US, Japan Trade Deal
The US and Japan agreed to accelerate trade talks, said Japan’s Economy Minister Toshimitsu Motegi after talks with his US counterpart on Thursday (Aug 1). “There is no doubt that talks are moving along. We have not completely agreed at the moment, so we will deepen our talks.” U.S. President Donald Trump has repeatedly said he is unhappy with Japan’s trade surplus with the United States, much of it from auto exports, and wants a bilateral deal to fix it. Trump has pressured Tokyo to accelerate talks for a bilateral trade deal that would open up Japan’s protected agriculture markets, such as beef and rice. Motegi added on Friday (Aug 2) that talks between the two countries are making progress but it’s unclear if a deal can be reached by late September when Japanese Prime Minister Shinzo Abe and Trump are expected to meet on the sidelines of the United Nations (UN) General Assembly meeting.

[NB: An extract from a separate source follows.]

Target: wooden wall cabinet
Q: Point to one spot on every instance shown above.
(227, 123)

Union officials are working with the Trump administration to fix their concerns with the new North American trade deal, but significant work is still left, a top liaison to the labor sector said Tuesday. “We remain optimistic about the ability to resolve the issues,” Michael Wessel, a staff liaison for the United Steelworkers union to the Office of the USTR’s Labor Advisory Committee, said during a Senate Finance hearing on the USMCA.“But we will not hesitate to oppose an agreement that fails to improve NAFTA and the current trade template in meaningful ways,” said Wessel, who added that he was testifying before the committee on behalf of organized labor. Senate Finance Chairman Chuck Grassley (R-IA) advised President Trump to tread lightly in his efforts to pressure House Speaker Nancy Pelosi (D-CA) to move forward with the trade deal. “It’s very necessary that the president hold his patience, because nothing’s going to happen if Pelosi doesn’t want it to happen,” Grassley said, referring to the United States-Mexico-Canada Agreement (USMCA). House Ways and Means Chairman Richard Neal (D-MA) said he expects his panel to take up the deal in September or October. Congressional Democrats continue to seek changes to certain aspects of USMCA, including enforcement, environment, labor, and pharmaceuticals before approving it. In the past, Grassley has threatened to set aside the deal if Trump follows through on certain tariff increases and successfully pressured the administration to strike a deal that lowered steel and aluminum tariffs on Mexico. He also cautioned the White House about the pace in which it’s attempting to complete the trade deal. “So somebody there in the White House that doesn’t have common sense better not push the president to do something erratic,” Grassley said.